Stakeholders and interested spectators were quick to react Friday to the news the FCC had sunset the ban on exclusive contracts, including a warning from one powerful senator that he would be monitoring the marketplace.
Senate Commerce Committee Chairman Jay Rockefeller (D-W. Va.) said he was reviewing the action "very carefully."
"As recent hearings in the Commerce Committee have demonstrated, consumers still face ever-escalating rates and little power to address them," he said. "The program access rules were an integral part of Congress’s attempt to promote competition and consumer choice in the 1992 Cable Act. I appreciate that the FCC has put into place a process by which individual complaints can be brought against cable companies that lock up their programming. But if this new process does not deter anticompetitive behavior that harms consumers, Congress will need to consider whether it should restore appropriate safeguards.”
Rockefeller's former top aide is FCC Commissioner Jessica Rosenworcel, who voted for the sunset, but also has concerns about insuring continued access to programming.
US Telecom, which had sought to retain the ban, said the move would make it harder for them to build out broadband, particularly to rural areas, because of the impact on the video service that that justifies those buildouts.
“While we appreciate the commission’s willingness to make some changes to this order[the FCC added a shot clock to program access complaints, for one], today’s action is likely to make it more difficult to build and operate broadband networks, especially in rural communities where revenues from offering competitive video services are essential in order to make a business case for broadband deployment." Said USTelecom President Walter McCormick Jr.
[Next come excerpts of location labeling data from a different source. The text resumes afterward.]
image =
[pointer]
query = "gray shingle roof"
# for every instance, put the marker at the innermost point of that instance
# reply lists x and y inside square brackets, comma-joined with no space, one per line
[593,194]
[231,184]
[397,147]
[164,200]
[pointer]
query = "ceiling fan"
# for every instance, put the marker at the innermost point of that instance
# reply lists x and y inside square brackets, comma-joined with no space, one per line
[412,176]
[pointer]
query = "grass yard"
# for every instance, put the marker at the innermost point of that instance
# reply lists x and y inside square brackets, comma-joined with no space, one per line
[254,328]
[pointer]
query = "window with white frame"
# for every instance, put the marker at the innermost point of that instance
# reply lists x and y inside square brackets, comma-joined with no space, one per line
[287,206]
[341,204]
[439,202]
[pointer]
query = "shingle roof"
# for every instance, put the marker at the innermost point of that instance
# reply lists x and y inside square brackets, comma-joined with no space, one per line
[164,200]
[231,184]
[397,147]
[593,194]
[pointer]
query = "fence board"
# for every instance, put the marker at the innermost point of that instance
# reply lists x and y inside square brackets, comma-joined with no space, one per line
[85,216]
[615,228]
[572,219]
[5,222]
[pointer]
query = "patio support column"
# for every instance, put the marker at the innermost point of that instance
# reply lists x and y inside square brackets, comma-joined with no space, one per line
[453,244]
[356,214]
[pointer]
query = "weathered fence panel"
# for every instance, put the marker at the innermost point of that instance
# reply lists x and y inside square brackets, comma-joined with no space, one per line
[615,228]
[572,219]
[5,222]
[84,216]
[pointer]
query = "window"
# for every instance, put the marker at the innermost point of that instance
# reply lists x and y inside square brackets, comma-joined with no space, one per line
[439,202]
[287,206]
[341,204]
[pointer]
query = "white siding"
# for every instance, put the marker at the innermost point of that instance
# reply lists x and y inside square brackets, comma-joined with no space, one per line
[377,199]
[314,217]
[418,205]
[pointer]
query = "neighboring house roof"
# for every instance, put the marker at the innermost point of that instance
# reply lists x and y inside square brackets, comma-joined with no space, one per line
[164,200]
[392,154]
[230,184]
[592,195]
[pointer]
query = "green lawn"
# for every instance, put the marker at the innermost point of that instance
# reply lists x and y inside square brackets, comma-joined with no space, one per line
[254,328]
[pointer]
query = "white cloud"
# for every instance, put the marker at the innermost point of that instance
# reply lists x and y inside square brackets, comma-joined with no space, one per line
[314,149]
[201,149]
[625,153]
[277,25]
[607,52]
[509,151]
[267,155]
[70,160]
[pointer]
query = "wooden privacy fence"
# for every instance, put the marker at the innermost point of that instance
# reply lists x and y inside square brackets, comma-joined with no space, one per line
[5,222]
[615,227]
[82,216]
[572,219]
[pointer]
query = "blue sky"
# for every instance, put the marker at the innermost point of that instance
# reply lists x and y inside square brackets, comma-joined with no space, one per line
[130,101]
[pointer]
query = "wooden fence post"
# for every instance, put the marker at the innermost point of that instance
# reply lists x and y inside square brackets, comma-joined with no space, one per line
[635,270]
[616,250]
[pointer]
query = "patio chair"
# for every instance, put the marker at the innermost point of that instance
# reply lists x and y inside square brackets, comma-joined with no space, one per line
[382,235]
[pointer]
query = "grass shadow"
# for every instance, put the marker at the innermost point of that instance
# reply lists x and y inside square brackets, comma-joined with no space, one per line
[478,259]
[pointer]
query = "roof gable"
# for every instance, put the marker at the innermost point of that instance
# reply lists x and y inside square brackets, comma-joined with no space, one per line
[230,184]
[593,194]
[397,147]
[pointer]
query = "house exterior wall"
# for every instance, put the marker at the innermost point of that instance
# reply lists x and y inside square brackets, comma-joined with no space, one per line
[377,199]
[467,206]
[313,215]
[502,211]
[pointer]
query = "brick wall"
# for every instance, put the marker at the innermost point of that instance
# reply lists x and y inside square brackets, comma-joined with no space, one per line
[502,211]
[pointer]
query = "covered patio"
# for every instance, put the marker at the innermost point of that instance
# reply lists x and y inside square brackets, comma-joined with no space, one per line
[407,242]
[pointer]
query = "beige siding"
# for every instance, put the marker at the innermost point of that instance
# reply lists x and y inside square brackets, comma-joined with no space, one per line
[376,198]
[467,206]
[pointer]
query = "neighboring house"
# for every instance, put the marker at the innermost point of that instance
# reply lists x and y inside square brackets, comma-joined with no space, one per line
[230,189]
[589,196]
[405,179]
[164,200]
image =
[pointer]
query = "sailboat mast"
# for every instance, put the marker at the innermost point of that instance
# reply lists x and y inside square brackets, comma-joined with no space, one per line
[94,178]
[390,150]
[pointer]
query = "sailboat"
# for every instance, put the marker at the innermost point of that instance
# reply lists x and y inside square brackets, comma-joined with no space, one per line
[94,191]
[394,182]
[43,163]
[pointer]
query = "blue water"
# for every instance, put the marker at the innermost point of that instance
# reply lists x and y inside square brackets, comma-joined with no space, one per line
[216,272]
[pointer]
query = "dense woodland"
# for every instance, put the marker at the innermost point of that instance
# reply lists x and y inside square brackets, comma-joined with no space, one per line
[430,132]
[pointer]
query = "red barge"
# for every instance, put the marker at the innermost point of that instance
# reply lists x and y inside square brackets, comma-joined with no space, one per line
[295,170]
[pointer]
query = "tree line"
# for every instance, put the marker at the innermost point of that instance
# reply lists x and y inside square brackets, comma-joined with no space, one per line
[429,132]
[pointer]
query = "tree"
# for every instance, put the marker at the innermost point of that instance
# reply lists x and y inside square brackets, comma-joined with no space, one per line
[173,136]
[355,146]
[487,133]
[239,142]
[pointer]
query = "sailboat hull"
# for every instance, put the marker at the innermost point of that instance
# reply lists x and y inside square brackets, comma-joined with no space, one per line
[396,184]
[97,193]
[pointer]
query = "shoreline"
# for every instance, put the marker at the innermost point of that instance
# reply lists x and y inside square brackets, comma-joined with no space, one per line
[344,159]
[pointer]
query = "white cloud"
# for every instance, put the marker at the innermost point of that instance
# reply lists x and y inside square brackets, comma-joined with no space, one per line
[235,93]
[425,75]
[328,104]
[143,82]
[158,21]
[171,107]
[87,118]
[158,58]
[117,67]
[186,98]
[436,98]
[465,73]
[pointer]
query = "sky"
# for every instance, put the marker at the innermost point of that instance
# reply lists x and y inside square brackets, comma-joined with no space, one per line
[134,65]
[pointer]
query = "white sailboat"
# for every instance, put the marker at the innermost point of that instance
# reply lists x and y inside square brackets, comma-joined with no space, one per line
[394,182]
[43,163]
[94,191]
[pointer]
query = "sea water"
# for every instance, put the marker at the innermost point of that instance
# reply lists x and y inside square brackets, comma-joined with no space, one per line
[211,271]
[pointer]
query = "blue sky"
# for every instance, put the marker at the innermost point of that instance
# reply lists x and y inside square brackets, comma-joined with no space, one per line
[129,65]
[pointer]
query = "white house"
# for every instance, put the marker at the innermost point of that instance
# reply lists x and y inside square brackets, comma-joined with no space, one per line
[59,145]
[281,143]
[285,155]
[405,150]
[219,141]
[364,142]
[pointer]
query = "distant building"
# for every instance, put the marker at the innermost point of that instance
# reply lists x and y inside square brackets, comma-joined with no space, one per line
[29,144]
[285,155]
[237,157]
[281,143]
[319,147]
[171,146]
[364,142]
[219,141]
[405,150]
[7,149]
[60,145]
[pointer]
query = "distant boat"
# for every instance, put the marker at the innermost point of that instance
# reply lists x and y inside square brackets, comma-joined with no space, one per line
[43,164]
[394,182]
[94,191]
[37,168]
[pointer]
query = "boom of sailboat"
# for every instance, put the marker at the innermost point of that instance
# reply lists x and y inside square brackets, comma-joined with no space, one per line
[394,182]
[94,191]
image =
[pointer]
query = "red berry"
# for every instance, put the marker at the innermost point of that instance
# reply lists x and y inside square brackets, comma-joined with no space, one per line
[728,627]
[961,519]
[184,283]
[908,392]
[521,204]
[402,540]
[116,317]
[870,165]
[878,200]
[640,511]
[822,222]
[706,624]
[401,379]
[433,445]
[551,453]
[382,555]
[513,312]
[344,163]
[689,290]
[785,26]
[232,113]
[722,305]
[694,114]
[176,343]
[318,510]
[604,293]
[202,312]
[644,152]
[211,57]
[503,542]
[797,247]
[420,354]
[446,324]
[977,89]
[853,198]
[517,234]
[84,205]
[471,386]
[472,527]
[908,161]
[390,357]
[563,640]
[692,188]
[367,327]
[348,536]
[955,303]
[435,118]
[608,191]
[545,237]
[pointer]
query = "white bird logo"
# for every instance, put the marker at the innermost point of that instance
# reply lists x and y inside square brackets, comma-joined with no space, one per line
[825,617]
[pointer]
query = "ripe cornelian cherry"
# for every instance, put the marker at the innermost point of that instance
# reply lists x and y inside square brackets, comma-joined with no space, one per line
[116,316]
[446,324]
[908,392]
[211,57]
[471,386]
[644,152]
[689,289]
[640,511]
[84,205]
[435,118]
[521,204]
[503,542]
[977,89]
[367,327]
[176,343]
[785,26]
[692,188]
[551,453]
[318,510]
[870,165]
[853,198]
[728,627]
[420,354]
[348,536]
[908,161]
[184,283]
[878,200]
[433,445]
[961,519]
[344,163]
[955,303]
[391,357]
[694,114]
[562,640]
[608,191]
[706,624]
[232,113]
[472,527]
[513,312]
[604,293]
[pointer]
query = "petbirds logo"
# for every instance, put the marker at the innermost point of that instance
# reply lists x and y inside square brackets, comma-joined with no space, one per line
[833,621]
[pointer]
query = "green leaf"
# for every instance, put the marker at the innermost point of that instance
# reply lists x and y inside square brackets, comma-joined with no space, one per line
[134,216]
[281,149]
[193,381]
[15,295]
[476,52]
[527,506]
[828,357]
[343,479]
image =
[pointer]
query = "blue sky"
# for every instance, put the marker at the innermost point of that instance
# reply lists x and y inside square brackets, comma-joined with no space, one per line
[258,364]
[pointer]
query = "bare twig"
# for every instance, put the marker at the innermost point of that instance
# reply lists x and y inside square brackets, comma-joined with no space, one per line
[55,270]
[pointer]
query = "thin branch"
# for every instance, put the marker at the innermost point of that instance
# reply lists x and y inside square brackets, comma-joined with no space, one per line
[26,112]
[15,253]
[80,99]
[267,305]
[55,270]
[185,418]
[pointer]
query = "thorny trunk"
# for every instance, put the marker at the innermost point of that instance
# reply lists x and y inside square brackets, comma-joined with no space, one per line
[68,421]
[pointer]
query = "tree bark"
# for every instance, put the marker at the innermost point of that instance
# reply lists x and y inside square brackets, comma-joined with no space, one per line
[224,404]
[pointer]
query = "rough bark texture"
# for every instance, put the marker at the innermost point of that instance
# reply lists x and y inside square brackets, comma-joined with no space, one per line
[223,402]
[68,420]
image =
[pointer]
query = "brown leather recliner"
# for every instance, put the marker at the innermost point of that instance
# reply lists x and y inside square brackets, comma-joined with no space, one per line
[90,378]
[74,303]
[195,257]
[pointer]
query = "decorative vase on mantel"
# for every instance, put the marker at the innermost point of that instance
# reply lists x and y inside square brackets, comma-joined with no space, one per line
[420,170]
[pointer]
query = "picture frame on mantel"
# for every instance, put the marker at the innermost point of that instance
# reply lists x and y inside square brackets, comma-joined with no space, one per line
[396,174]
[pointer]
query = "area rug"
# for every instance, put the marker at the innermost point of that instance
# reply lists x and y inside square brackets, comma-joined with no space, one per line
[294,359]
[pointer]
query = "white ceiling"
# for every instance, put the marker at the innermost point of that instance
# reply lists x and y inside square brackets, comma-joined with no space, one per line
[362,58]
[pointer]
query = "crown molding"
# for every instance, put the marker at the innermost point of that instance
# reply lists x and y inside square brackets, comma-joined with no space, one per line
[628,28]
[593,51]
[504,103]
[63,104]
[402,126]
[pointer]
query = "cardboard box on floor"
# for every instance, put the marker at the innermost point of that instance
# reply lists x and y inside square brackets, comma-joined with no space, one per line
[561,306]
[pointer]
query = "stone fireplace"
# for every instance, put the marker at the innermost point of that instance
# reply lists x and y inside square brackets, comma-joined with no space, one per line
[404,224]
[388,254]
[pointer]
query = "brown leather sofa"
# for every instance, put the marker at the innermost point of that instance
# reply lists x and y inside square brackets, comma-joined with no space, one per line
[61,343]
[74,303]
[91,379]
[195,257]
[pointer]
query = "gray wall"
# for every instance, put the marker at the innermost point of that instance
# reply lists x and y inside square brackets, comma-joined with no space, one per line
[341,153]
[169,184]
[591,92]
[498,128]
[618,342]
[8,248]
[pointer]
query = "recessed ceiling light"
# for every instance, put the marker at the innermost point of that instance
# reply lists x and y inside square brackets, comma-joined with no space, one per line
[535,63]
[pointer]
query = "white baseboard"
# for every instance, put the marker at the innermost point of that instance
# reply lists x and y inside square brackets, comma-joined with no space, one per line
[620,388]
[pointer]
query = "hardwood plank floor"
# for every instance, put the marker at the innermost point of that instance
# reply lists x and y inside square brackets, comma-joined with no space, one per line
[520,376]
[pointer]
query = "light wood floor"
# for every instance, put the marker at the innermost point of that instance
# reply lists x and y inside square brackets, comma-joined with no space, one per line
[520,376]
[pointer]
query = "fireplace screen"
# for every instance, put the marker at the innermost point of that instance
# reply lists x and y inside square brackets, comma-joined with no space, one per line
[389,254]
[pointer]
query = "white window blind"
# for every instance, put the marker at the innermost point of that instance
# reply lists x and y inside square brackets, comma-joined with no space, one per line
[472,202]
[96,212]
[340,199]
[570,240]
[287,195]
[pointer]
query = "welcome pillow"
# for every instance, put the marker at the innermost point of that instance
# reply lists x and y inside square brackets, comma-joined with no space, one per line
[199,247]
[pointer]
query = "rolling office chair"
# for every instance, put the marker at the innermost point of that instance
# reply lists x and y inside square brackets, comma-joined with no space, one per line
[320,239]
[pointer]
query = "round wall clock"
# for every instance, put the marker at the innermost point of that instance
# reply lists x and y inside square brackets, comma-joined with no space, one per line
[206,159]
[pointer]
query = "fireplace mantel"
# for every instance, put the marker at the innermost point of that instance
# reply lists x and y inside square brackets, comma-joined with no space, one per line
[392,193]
"There is near universal agreement in the record in support of continuing the commission’s long-standing prohibition on the ability of large cable companies to withhold critical programming as a tool for suppressing the ability of alternative providers to compete—including support from small cable companies, rural telephone companies, satellite providers and public interest groups.”
Free Press Policy director Matt Wood concedes the landscape has changed, but says those changes came as a result of the ban and getting rid of it could reverse those gains.
"This decision suggests that the competitive landscape has changed since the program access rules were adopted," he said. "That's true to some extent, but the choices we have in the market today emerged as a result of these very same rules. Getting rid of them or weakening them threatens to undermine that landscape, especially at a time when incumbent cable operators wield so much power over traditional pay-television services and online video options.
"We hope there will be some continued protection for cable sports programming and other must-have shows, which cable companies have so often denied to satellite customers in cities from Philadelphia to Portland. We also hope the Commission will use its general authority to prevent unfair practices by big cable when abuses inevitably crop up."